In our prior Pooled Employer Plan (PEPs) articles, we covered the contrasts in certain plan designs and the flexibilities or constraints that PEP providers may offer. This article will focus on characteristics within a PEP’s investment lineup and offerings, as well as what a plan sponsor might look for when considering different PEPs.
As background, PEP providers will offer a fixed set of investment options that will be the same across all participating plan sponsors. Almost all PEP investment lineups will include a similar set of options, typically a target date fund series as well as both passive and active equity and fixed income options. The number of options within each asset class may slightly differ, but typically there is a diverse set of options for a participant to select from.
Providers will typically have an ERISA 3(38) investment manager that is the fiduciary responsible for monitoring and changing funds in the line-up, as needed. These ERISA 3(38) providers may be from the PEP provider’s own company in a bundled arrangement or could be an outside party that is hired to work with the PEP provider.
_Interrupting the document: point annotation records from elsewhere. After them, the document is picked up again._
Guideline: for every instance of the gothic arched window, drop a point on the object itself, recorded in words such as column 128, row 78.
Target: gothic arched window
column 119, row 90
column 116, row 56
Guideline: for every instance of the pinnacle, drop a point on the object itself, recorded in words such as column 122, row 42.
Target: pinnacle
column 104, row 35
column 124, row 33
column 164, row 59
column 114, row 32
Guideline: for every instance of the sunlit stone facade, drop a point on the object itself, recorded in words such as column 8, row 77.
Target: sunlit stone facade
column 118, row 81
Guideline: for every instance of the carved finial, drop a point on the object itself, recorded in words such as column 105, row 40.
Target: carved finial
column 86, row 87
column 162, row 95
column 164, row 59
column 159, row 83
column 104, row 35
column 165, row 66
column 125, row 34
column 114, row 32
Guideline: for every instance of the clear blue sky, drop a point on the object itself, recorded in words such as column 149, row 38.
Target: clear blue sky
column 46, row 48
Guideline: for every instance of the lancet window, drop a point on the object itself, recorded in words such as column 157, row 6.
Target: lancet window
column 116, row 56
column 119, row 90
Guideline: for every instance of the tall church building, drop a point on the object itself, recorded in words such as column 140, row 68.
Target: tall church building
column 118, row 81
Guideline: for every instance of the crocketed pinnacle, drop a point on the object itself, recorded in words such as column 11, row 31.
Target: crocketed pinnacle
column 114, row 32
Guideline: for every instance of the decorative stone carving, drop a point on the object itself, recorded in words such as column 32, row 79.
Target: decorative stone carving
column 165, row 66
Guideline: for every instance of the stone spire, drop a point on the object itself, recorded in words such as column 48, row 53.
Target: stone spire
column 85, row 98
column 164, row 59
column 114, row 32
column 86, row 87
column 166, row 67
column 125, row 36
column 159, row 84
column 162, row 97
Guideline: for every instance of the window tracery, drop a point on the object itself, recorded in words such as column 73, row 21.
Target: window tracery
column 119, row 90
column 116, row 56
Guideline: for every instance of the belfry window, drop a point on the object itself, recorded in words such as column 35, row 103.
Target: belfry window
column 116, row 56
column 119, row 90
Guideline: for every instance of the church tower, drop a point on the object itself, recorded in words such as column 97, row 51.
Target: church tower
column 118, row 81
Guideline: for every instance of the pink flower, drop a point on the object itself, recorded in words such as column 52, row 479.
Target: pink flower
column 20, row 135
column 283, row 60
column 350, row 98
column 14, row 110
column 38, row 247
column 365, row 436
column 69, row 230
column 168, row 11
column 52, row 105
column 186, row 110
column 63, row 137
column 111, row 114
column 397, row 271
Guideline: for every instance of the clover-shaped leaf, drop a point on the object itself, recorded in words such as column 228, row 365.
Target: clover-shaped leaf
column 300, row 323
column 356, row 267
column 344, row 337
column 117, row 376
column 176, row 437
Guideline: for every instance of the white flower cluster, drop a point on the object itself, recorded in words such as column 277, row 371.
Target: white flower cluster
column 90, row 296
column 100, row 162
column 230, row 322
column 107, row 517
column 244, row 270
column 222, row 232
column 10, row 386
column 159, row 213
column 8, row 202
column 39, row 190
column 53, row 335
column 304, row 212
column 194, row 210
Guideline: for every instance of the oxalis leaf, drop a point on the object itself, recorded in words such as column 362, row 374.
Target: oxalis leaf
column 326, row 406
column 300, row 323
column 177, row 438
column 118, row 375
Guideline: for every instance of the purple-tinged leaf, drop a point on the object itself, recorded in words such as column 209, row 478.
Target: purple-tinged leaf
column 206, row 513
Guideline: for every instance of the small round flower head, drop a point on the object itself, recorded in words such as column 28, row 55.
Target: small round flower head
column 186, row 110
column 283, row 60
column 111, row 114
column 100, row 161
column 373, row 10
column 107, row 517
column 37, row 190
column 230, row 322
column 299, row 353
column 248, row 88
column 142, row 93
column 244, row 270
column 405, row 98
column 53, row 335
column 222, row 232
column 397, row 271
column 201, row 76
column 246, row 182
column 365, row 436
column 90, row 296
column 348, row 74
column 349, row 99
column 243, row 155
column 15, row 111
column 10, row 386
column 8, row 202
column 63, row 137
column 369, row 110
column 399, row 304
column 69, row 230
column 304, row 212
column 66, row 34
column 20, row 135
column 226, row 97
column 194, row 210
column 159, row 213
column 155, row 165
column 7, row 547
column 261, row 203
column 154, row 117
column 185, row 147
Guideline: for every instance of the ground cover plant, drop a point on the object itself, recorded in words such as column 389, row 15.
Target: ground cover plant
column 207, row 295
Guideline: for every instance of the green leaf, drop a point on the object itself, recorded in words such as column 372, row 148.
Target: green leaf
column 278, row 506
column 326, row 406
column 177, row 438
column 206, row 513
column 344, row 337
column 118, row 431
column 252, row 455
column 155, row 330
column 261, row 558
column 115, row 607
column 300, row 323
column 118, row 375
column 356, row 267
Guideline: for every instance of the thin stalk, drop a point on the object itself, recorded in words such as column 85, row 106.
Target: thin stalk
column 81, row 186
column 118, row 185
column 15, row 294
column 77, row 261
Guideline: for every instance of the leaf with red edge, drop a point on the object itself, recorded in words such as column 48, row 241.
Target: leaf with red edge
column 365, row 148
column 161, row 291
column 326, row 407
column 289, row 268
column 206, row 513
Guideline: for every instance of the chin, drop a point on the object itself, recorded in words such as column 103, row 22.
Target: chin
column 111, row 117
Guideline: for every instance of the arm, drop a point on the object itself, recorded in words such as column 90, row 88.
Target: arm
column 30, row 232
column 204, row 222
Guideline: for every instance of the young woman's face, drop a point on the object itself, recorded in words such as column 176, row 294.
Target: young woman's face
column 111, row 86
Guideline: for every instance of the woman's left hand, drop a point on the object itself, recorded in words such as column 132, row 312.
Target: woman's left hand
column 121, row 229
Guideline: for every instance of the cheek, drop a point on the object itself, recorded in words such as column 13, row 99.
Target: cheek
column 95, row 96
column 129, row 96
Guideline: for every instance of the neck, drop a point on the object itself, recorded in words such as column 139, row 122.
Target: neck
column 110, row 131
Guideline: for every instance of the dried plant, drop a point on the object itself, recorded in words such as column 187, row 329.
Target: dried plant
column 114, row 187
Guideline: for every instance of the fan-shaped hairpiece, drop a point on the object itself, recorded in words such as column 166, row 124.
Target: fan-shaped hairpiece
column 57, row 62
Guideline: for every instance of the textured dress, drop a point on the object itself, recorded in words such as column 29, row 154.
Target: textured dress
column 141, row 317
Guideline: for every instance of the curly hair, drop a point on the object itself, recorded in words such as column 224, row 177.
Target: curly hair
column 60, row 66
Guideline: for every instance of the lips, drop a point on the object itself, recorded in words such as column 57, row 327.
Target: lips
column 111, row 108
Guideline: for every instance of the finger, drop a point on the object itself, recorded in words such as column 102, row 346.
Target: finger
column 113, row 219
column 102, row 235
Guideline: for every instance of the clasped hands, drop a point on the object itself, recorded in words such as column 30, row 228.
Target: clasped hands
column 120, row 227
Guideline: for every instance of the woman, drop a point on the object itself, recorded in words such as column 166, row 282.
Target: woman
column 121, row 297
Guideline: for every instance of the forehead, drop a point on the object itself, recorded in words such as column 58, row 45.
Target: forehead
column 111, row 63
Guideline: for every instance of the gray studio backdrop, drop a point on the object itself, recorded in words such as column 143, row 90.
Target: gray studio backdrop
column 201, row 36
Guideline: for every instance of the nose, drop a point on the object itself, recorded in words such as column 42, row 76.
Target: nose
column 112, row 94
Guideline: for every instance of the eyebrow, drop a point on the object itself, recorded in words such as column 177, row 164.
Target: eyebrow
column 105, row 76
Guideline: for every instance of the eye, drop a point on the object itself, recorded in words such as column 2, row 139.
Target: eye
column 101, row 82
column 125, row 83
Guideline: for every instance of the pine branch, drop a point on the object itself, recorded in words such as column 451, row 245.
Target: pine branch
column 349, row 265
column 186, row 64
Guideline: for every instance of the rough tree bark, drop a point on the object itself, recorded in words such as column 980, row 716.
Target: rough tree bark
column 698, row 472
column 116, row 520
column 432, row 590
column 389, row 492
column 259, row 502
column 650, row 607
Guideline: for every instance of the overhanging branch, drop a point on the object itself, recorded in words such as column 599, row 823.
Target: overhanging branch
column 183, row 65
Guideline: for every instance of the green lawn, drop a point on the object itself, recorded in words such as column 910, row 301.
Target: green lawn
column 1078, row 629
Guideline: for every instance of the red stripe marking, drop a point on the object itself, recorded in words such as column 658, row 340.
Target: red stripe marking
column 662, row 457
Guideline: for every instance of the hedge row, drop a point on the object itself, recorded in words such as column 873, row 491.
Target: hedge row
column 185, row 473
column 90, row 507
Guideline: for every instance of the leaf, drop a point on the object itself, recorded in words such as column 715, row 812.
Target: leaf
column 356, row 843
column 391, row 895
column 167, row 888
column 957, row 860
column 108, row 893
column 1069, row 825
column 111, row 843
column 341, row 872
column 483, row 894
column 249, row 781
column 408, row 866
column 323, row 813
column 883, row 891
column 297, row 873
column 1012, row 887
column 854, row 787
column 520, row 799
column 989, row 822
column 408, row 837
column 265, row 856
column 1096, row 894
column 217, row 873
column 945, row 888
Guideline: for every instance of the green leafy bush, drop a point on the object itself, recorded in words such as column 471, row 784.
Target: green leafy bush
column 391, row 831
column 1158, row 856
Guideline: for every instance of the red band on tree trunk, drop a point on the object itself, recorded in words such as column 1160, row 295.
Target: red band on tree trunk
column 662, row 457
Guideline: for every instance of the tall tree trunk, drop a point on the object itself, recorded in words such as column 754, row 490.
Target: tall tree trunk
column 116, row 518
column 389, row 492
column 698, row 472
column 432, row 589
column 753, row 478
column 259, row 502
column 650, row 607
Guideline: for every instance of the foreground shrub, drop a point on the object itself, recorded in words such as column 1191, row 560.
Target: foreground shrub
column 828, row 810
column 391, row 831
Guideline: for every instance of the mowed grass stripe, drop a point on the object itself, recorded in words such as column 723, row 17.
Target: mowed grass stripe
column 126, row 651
Regardless of the setup, each PEP will have investment option variations in their offering. These variations will center around a few key areas:
- The Qualified Default Investment Alternative (QDIA)
- Use of proprietary funds vs. external fund managers
- Fund vehicles used – namely mutual funds vs. collective investment trusts (CIT)
- Availability of managed accounts and/or a brokerage window
Let’s explore further the bullets above.
For the QDIA, PEPs will typically vary between offering a target date series or a managed account option. Currently, most 401(k) plan sponsors have a target date series as their QDIA. For plan sponsors that choose a PEP with a managed account option as the QDIA, they will need to weigh the advantages and disadvantages of this different QDIA approach. A managed account option also includes the advice of a professional to help a participant think through decisions such as how much to contribute and which investment options to choose. They will also typically help with monitoring and rebalancing. However, a plan sponsor choosing a PEP needs to look at the fees for the managed account service and weigh them with the different services a managed account offering provides to participants. Some PEPs offer this service at no additional cost while others have an additional fee.
Second, the use of proprietary funds, whether a direct fund or a commingled fund of funds, will also have its advantages and disadvantages. For a proprietary direct fund offered by the PEP provider, a plan sponsor needs to strongly consider the governance process of the 3(38) investment manager. Or in other words, what will it take for the 3(38) investment manager to remove that fund? How do they know the fees are competitive, etc.? Essentially, how are they managing the conflict of interest that is present by virtue of the fund being owned by the PEP provider?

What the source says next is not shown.